22 May 2026 (modified: 31 May 2026)Under review for TMLREveryoneRevisionsBibTeXCC BY 4.0
Abstract: Vision Transformers scale quadratically with input resolution, making high-resolution training prohibitively expensive, yet detection and segmentation demand it. A natural alternative is resolution extrapolation: train at low resolution and deploy at higher resolution without fine-tuning. Whether this works depends entirely on the positional encoding. Modern encodings such as RoPE, ALiBi, YaRN, and FIRE enable striking length extrapolation in language models, but their behaviour on 2D image grids is largely unknown. We present a systematic study, training a single ViT-Tiny on ImageNet-100 at 224 × 224 and evaluating zero-shot up to 1024 × 1024 (4.57×) on classification COCO detection, and ADE20K segmentation.
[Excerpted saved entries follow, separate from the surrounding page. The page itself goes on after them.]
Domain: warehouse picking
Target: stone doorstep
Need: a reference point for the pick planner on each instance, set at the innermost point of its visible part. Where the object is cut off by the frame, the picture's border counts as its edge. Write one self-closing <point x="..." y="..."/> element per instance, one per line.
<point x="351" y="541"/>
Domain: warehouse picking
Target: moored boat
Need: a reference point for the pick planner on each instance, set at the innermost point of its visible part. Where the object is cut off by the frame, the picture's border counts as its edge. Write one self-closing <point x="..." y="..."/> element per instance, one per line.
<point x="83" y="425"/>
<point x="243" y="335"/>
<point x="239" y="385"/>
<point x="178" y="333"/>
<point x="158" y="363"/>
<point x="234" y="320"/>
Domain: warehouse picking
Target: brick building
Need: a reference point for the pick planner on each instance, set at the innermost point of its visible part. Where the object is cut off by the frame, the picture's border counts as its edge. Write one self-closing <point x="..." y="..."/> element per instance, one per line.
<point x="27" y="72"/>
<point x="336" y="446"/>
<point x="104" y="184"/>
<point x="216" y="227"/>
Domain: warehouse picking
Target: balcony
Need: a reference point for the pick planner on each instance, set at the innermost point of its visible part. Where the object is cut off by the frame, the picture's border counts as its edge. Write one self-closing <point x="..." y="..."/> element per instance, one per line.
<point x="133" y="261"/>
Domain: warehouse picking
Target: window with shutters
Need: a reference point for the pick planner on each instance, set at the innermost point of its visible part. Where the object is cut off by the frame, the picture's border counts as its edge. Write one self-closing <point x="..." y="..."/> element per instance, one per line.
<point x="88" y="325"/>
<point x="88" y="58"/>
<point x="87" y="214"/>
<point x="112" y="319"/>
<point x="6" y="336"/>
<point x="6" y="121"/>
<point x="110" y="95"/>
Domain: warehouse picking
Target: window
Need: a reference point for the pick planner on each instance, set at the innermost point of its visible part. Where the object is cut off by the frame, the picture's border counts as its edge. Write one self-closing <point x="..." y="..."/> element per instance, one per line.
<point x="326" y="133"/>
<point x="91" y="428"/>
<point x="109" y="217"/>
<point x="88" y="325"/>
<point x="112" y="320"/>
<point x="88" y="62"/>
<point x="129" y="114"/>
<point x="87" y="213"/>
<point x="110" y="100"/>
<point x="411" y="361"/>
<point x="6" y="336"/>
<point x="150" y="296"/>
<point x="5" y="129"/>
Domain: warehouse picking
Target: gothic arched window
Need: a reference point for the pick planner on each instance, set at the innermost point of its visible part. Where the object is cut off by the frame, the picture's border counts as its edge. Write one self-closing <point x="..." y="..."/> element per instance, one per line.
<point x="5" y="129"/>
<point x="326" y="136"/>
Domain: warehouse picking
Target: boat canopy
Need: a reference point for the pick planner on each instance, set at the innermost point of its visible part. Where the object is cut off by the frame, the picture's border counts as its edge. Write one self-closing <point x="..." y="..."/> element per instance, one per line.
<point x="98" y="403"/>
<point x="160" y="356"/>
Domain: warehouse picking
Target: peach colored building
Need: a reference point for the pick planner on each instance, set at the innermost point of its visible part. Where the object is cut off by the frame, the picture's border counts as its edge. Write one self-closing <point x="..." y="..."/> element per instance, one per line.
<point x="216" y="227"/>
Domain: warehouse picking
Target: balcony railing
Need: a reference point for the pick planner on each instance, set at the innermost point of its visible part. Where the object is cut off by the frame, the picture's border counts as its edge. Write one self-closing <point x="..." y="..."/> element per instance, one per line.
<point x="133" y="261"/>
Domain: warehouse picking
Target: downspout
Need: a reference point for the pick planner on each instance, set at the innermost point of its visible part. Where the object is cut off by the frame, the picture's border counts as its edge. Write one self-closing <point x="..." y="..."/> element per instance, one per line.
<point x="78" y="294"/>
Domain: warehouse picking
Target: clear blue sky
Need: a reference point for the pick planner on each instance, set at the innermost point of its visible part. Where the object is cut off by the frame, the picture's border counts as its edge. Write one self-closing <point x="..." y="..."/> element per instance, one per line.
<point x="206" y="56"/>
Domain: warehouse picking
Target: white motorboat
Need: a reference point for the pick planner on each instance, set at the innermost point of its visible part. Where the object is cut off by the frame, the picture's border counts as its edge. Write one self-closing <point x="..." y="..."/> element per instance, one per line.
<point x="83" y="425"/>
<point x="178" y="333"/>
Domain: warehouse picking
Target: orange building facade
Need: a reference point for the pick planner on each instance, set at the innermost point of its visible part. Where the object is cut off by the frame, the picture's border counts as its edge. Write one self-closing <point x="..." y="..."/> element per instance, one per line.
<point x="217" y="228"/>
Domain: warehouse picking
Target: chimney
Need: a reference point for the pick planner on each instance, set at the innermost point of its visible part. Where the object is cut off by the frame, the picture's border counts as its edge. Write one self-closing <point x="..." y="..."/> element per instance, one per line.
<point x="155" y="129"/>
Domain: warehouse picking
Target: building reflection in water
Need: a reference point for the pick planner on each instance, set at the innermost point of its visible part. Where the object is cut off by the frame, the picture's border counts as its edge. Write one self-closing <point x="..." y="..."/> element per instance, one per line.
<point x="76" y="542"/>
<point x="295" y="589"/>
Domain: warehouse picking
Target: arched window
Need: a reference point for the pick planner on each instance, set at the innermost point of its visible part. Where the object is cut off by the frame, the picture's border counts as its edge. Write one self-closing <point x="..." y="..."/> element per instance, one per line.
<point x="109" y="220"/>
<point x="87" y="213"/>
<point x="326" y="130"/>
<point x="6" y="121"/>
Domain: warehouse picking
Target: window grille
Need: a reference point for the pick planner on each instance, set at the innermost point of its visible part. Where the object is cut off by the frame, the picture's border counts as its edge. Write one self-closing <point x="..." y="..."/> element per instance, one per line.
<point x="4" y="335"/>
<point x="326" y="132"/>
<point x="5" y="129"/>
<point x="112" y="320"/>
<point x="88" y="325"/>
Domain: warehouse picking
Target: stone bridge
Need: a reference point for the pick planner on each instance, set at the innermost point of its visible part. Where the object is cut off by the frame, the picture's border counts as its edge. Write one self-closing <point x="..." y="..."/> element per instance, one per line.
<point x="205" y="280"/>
Across all three tasks, additive attention-bias methods consistently outperform rotation-based methods at large scales: at 4.57×, FIRE retains 63.1% Top-1 accuracy while RoPE collapses to 18.9%. An attention-entropy analysis shows that bias-based encodings preserve focused, semantically coherent attention, whereas rotation-based phases drift out of distribution and induce attention collapse. These results recast extrapolation robustness as the primary axis for choosing positional encodings, and yield a practical recipe for resolution-flexible Vision Transformers.
Submission Type: Long submission (more than 12 pages of main content)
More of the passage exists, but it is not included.